Pediatric Cardiology, University of Colorado School of Medicine, Children's Hospital, Aurora, CO 80045, USA.
Pediatr Pulmonol. 2013 Jan;48(1):27-34. doi: 10.1002/ppul.22555. Epub 2012 Apr 17.
Recent trials in adult PAH revealed the efficacy of ambrisentan. However, in children with PAH, the clinical safety and pharmacokinetics of ambrisentan has not been well studied. Our aim was to investigate the clinical safety, pharmacokinetics, tolerability, and efficacy of endothelin receptor antagonist therapy with ambrisentan in children with pulmonary arterial hypertension (PAH). This retrospective cohort study provides clinical data from pediatric patients with PAH receiving ambrisentan as add-on therapy or transition from bosentan. Safety included evaluation of adverse events including aminotransferase abnormalities. The clinical impact was evaluated by improvement from baseline in clinical variables. A total of 38 pediatric patients with PAH received ambrisentan. Fifteen of 38 patients were switched from bosentan to ambrisentan. The remaining 23 children were treated with ambrisentan as an add-on therapy due to disease progression. In both transition and add-on cases, mean pulmonary artery pressure significantly improved (transition; 55 ± 18 vs. 45 ± 20 mmHg, n = 13, P = 0.04, add-on; 52 ± 17 vs. 45 ± 19 mmHg, n = 13, P = 0.03) during the follow-up. World Health Organization functional class improved in 31% of patients, but one patient required an atrial septostomy due to disease progression during the follow-up period (median, range; 20, 4-44 months). Five patients (13%) discontinued ambrisentan due to severe headache, lack of clinical efficacy, or near syncope. Ten patients (26%) had side effects associated with ambrisentan treatment, including nasal congestion, headache, and flushing. However, no patients had aminotransferase abnormalities and there were no deaths after initiation of ambrisentan during follow-up. Pharmacokinetics were evaluated in sixteen children treated with ambrisentan from 2.5 mg to 10.0 mg; the mean peak plasma concentration was 738 ± 452 ng/ml, mean time to peak plasma concentration was 3.2 ± 2.1 hours, and mean area under the curve plasma concentration was 6657 ± 4246 ng·hour/ml. In conclusion, initial experience with ambrisentan in children suggests that treatment is safe with similar pharmacokinetics to those in adults and may improve PAH in some children.

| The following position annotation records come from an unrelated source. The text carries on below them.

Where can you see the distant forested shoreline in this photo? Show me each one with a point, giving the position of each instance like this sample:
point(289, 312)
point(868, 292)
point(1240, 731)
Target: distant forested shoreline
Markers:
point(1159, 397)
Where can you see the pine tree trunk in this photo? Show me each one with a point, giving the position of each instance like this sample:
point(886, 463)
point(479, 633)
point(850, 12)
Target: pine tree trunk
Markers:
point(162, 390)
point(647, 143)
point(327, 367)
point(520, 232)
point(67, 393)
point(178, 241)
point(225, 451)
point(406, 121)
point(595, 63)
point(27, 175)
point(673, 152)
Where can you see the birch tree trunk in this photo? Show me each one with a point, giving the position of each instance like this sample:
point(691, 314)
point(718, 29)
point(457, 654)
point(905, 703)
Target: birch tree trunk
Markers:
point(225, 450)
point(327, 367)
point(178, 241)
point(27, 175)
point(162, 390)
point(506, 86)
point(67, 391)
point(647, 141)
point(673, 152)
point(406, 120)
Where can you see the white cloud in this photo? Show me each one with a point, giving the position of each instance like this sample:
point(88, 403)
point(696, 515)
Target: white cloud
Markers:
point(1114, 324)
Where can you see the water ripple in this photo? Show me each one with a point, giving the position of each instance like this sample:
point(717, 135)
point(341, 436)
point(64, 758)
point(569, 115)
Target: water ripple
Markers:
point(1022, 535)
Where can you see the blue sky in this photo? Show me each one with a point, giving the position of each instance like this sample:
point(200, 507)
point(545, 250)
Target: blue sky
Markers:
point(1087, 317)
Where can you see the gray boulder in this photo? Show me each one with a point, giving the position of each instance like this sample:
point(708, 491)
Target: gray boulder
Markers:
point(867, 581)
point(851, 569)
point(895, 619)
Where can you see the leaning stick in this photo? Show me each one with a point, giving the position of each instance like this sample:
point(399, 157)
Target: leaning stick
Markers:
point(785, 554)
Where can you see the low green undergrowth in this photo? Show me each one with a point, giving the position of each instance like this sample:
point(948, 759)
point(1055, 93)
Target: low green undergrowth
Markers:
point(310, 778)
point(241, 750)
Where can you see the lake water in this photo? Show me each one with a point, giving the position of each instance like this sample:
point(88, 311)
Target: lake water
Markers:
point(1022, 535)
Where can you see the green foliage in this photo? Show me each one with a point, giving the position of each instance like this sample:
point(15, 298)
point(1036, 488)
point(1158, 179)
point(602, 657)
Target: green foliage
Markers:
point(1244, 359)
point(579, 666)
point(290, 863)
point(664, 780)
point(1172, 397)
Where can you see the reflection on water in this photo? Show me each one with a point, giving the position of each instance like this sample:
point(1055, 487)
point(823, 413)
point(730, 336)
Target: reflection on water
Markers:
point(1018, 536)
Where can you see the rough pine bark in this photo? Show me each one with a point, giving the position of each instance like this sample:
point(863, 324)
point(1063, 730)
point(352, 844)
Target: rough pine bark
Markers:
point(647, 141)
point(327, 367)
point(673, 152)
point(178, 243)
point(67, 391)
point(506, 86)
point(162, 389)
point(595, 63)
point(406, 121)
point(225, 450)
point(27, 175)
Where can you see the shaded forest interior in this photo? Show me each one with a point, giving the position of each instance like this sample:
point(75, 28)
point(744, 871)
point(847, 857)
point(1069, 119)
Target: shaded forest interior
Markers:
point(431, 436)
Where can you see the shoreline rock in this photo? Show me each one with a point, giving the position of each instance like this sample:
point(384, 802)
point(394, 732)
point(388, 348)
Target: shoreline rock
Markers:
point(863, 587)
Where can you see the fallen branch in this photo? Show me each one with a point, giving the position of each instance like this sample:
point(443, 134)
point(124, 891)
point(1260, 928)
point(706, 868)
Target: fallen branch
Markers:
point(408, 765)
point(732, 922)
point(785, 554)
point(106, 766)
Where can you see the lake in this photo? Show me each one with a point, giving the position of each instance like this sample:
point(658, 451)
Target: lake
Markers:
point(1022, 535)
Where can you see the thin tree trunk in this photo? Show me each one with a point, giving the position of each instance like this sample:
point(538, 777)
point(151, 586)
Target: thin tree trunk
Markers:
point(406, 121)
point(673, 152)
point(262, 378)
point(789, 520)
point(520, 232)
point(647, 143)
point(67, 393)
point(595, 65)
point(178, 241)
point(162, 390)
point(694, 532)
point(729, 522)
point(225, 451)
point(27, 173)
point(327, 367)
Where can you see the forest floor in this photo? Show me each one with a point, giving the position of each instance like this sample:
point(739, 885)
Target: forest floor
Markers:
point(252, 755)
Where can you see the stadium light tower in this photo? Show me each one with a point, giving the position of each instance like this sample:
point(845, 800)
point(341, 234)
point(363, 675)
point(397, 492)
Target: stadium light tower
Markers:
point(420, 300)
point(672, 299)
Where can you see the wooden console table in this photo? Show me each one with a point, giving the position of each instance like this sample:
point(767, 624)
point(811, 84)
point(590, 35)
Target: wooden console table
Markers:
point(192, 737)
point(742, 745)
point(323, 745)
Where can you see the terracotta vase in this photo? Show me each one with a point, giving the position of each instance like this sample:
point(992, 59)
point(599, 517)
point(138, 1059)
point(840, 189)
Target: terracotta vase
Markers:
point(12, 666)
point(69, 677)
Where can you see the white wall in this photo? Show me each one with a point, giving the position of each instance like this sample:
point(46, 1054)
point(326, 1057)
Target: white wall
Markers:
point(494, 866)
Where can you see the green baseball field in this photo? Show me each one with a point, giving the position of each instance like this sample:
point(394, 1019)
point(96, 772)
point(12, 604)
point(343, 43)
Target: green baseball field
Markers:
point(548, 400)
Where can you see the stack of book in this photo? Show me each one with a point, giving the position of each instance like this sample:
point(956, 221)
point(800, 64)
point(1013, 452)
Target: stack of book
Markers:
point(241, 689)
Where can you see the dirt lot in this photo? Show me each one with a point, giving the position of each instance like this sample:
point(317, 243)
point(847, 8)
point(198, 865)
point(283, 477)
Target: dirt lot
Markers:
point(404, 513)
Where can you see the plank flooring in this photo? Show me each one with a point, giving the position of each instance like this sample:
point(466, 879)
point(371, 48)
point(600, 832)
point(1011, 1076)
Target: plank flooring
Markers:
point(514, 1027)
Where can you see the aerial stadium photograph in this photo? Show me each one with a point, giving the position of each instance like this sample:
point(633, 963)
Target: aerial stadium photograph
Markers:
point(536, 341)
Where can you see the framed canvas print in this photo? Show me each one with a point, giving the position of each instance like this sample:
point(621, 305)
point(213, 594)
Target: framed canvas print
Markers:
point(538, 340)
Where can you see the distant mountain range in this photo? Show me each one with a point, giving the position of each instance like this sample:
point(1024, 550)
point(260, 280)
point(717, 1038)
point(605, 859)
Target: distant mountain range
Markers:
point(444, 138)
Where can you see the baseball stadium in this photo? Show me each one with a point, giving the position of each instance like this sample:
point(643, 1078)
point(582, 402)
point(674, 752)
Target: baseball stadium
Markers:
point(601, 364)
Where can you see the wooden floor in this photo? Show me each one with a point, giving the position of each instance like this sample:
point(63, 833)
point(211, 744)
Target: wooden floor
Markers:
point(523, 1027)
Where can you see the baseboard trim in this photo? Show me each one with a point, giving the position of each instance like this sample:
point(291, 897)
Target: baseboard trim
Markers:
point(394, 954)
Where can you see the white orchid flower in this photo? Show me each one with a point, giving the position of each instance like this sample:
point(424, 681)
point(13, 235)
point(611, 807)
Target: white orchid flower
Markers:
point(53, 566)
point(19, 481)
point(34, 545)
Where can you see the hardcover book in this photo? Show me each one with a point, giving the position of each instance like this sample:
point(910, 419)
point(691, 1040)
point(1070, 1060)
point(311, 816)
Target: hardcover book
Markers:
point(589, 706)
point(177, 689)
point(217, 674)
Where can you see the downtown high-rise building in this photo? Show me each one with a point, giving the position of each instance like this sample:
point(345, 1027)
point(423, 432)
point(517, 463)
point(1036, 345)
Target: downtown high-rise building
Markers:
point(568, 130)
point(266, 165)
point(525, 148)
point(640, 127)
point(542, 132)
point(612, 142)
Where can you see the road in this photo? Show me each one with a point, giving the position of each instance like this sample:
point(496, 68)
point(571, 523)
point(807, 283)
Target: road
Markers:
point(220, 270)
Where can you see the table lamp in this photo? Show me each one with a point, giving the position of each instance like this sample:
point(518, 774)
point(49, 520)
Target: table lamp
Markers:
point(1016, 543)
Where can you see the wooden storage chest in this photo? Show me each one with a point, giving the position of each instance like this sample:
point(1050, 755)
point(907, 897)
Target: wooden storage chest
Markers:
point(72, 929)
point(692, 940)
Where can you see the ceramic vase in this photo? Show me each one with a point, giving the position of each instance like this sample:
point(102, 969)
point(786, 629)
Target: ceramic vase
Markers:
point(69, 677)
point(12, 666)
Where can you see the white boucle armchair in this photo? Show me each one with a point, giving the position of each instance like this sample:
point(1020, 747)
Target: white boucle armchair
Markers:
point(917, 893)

最近的成人特发性肺动脉高压临床试验显示安立生坦的疗效。然而,儿童特发性肺动脉高压患者的安立生坦临床安全性和药代动力学尚未得到充分研究。我们的目的是研究内皮素受体拮抗剂安立生坦治疗儿童肺动脉高压(PAH)的临床安全性、药代动力学、耐受性和疗效。这项回顾性队列研究提供了接受安立生坦作为附加治疗或从波生坦转换的 PAH 儿科患者的临床数据。安全性包括评估包括肝转氨酶异常在内的不良事件。临床影响通过从基线开始的临床变量改善来评估。共有 38 名 PAH 患儿接受了安立生坦治疗。38 名患者中有 15 名从波生坦转换为安立生坦。其余 23 名患儿因疾病进展而接受安立生坦附加治疗。在转换和附加治疗的情况下,平均肺动脉压均显著改善(转换:55 ± 18 对 45 ± 20mmHg,n = 13,P = 0.04;附加治疗:52 ± 17 对 45 ± 19mmHg,n = 13,P = 0.03)在随访期间。31%的患者的世界卫生组织功能分级得到改善,但在随访期间,由于疾病进展,1 名患者需要行房间隔造口术(中位数,范围:20,4-44 个月)。由于严重头痛、缺乏临床疗效或近乎晕厥,5 名患者(13%)停用安立生坦。10 名患者(26%)有安立生坦治疗相关的副作用,包括鼻塞、头痛和面部潮红。然而,没有患者出现肝转氨酶异常,在随访期间,开始使用安立生坦后没有死亡。16 名接受安立生坦 2.5mg 至 10.0mg 治疗的儿童进行了药代动力学评估;平均峰血浆浓度为 738 ± 452ng/ml,平均达峰时间为 3.2 ± 2.1 小时,平均曲线下血浆浓度面积为 6657 ± 4246ng·小时/ml。总之,安立生坦在儿童中的初步经验表明,该治疗安全,药代动力学与成人相似,并且可能改善一些儿童的 PAH。